Kirk ha dichiarato di fidarsi ancora dell’istinto di Trump, definendo il suo curriculum “fenomenale” e citando decisioni tattiche passate, come l’autorizzazione all’uccisione nel 2020 del generale iraniano Qasem Soleimani. Ha detto che Trump aveva esaurito tutti i canali diplomatici, ma ha anche sottolineato che la situazione potrebbe degenerare molto più rapidamente di quanto previsto.

“Quando entri in situazioni del genere, possono facilmente degenerare”, ha detto Kirk ai suoi ascoltatori sabato sera. “Abbiamo davvero eliminato completamente il programma nucleare iraniano? Non lo sappiamo”.

Kirk si è chiesto “quanti americani potrebbero finire nel mirino come risposta” e ha criticato quei repubblicani che festeggiavano i bombardamenti, dicendo: “Quando lo fai, non dovresti provare un brivido lungo la gamba”.

Un funzionario statunitense a conoscenza dell’operazione ha affermato che l’attacco ha coinvolto non solo bombardieri B-2, come ampiamente previsto, ma anche altri aerei, inclusi caccia.
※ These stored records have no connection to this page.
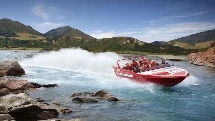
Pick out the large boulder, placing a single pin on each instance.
(11, 68)
(14, 86)
(206, 58)
(22, 107)
(90, 97)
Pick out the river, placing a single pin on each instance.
(76, 70)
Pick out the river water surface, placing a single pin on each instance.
(76, 70)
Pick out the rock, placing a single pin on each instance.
(66, 110)
(22, 107)
(36, 85)
(84, 100)
(103, 94)
(4, 91)
(82, 94)
(6, 117)
(89, 97)
(13, 86)
(11, 68)
(113, 99)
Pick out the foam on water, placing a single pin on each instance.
(97, 66)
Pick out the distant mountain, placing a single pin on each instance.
(8, 26)
(69, 33)
(198, 40)
(14, 34)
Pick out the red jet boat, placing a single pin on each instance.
(163, 75)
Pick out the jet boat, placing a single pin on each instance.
(164, 75)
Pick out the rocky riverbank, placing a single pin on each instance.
(16, 104)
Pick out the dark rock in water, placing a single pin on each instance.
(89, 97)
(84, 100)
(65, 110)
(49, 85)
(103, 94)
(82, 94)
(6, 117)
(11, 68)
(13, 86)
(22, 107)
(4, 91)
(113, 99)
(36, 85)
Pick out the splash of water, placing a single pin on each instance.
(190, 80)
(74, 59)
(94, 65)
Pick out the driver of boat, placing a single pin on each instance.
(135, 66)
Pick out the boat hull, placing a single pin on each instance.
(164, 77)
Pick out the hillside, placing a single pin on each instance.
(201, 40)
(17, 35)
(17, 30)
(68, 32)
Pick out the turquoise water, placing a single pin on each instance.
(76, 70)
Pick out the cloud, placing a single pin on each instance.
(46, 26)
(173, 31)
(161, 33)
(47, 12)
(99, 34)
(199, 13)
(40, 11)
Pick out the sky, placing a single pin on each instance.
(145, 20)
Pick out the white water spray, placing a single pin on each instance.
(94, 65)
(75, 60)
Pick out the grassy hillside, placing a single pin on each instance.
(68, 32)
(200, 41)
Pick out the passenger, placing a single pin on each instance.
(154, 64)
(163, 62)
(135, 66)
(127, 66)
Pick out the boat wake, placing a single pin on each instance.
(81, 63)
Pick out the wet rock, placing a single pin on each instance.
(103, 94)
(4, 91)
(11, 68)
(36, 85)
(6, 117)
(82, 94)
(113, 99)
(84, 100)
(89, 97)
(13, 86)
(66, 110)
(22, 107)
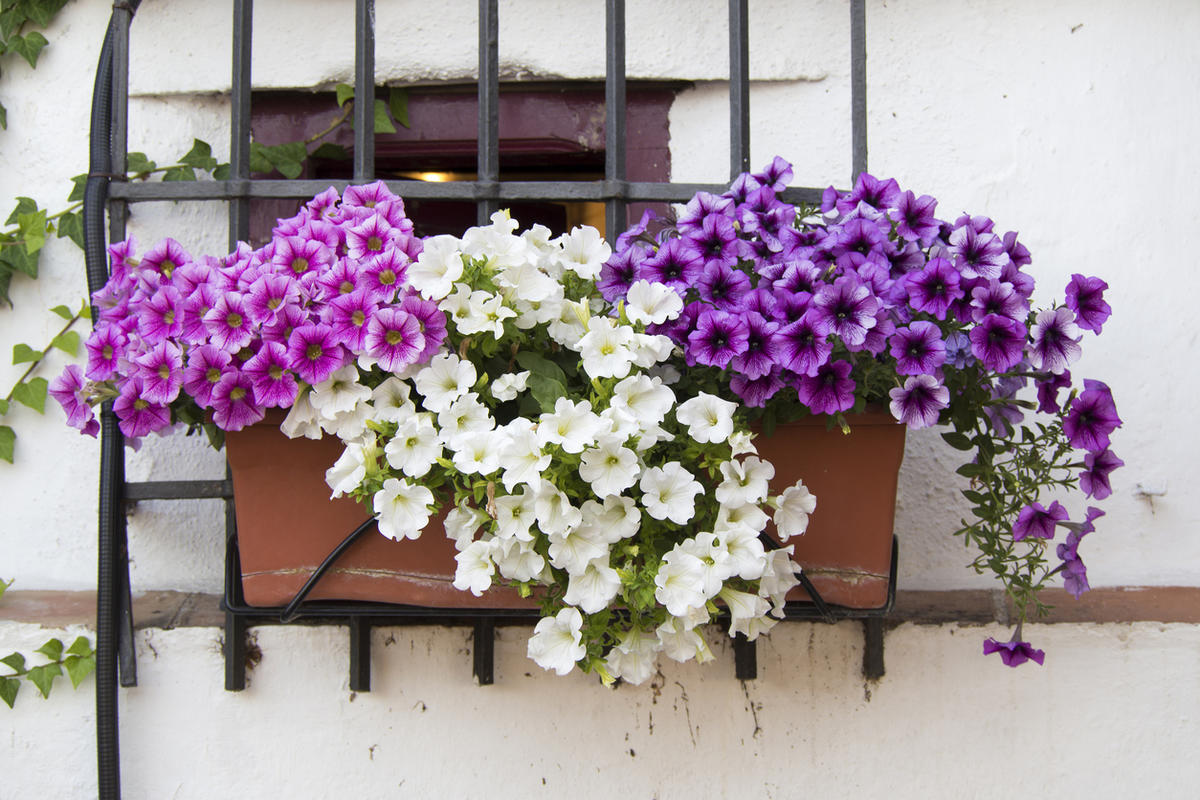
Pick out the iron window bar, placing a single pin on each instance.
(115, 656)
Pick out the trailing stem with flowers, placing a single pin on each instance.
(577, 419)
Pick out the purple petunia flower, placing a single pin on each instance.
(718, 337)
(1085, 296)
(831, 390)
(1095, 477)
(1092, 417)
(918, 348)
(919, 402)
(934, 288)
(394, 338)
(999, 342)
(273, 384)
(1055, 340)
(1014, 653)
(313, 354)
(1036, 519)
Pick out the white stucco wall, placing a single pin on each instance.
(1072, 122)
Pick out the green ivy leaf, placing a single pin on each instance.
(67, 342)
(29, 46)
(31, 394)
(136, 163)
(397, 103)
(383, 122)
(43, 678)
(333, 151)
(7, 440)
(9, 689)
(71, 227)
(199, 156)
(24, 205)
(78, 184)
(52, 649)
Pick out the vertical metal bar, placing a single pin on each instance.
(239, 118)
(489, 149)
(858, 86)
(745, 657)
(364, 90)
(484, 653)
(615, 119)
(739, 88)
(360, 654)
(873, 648)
Numerose bombe da 30.000 libbre capaci di penetrare i bunker, note nell’Aeronautica come Massive Ordnance Penetrators, sono state sganciate, ha detto il funzionario in anonimato data la sensibilità dell’operazione.

Tutti riconoscono che Trump potrebbe subire un contraccolpo da parte dei suoi sostenitori più giovani.

“La Gen Z dice a gran voce: ‘Perché stiamo mettendo un altro Paese davanti ai nostri problemi interni?’”, ha detto Jack Posobiec, altro influente commentatore della destra americana.

Trump, tuttavia, ha sempre mostrato sentimenti contraddittori verso il potere militare. Sebbene abbia più volte dichiarato di voler vincere il Nobel per la pace e di voler concludere le guerre, non iniziarle, negli ultimi giorni ha messo in mostra una potenza militare che la maggior parte dei presidenti recenti ha evitato.

Solo una settimana fa, sorrideva mentre osservava una parata militare massiccia dell’esercito americano nel centro di Washington, per celebrare il 250° anniversario dell’Esercito. (Era anche il 79° compleanno di Trump.) Pochi giorni prima, aveva schierato Marines e Guardia Nazionale in California per reprimere le proteste contro i rastrellamenti di immigrati.

“Non c’è esercito al mondo che avrebbe potuto fare ciò che abbiamo fatto stasera”, ha detto Trump sabato. “Nemmeno vicino”.